The operational impact of this vulnerability extends beyond simple privilege escalation, as it enables attackers with administrative access to achieve persistent system compromise through firmware-level modifications. Once an attacker successfully flashes a modified UEFI BIOS, they can establish persistent backdoors that survive operating system reinstallation and traditional security measures. This capability aligns with ATT&CK technique T1068 (Local Port Forwarding) and T1542.001 (Pre-OS Boot) by allowing attackers to maintain access through firmware-level persistence mechanisms. The vulnerability essentially provides a path for attackers to compromise the foundational system security, as UEFI firmware operates at a level below the operating system and can remain undetected by traditional endpoint protection solutions.

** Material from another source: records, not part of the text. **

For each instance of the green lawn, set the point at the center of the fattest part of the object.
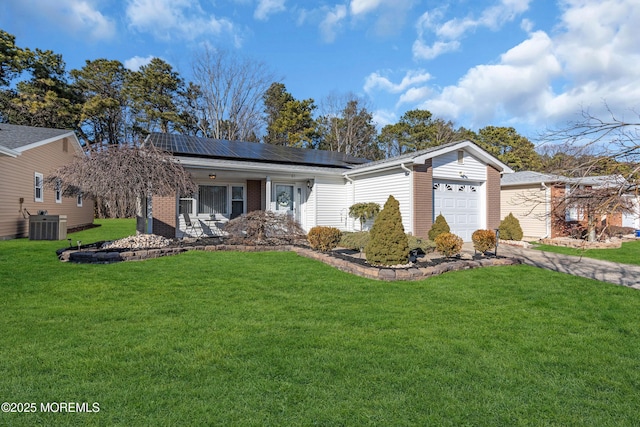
(276, 339)
(629, 253)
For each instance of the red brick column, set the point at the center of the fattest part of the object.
(422, 199)
(165, 216)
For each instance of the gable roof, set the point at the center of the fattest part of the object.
(210, 148)
(15, 139)
(530, 177)
(428, 153)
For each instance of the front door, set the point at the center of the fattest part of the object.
(284, 199)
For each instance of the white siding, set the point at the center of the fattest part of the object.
(330, 198)
(378, 187)
(529, 205)
(447, 166)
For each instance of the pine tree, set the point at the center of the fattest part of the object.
(388, 243)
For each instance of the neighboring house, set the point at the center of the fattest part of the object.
(538, 200)
(459, 180)
(27, 156)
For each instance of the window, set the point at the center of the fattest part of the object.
(58, 191)
(38, 187)
(212, 199)
(186, 205)
(237, 201)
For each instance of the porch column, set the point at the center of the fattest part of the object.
(268, 195)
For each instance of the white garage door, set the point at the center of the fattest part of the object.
(459, 205)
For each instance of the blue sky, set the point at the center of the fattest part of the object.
(530, 64)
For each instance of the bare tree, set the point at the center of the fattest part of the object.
(593, 145)
(232, 90)
(117, 177)
(347, 126)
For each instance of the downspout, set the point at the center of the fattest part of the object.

Mitigation strategies for this vulnerability require immediate implementation of firmware update policies that enforce signature validation and certificate verification before any firmware upgrade occurs. System administrators should ensure that all firmware updates are obtained from trusted sources and that the firmware validation mechanisms are properly configured and enforced. Organizations must implement robust firmware integrity monitoring solutions that can detect unauthorized firmware modifications and establish secure boot chains that prevent unsigned firmware from executing. The remediation process should include verification of firmware signatures through established certificate authorities and implementation of proper access controls to prevent unauthorized administrative access to firmware update mechanisms. Additionally, regular firmware audits and vulnerability assessments should be conducted to identify similar weaknesses in other firmware implementations and ensure comprehensive system security posture maintenance.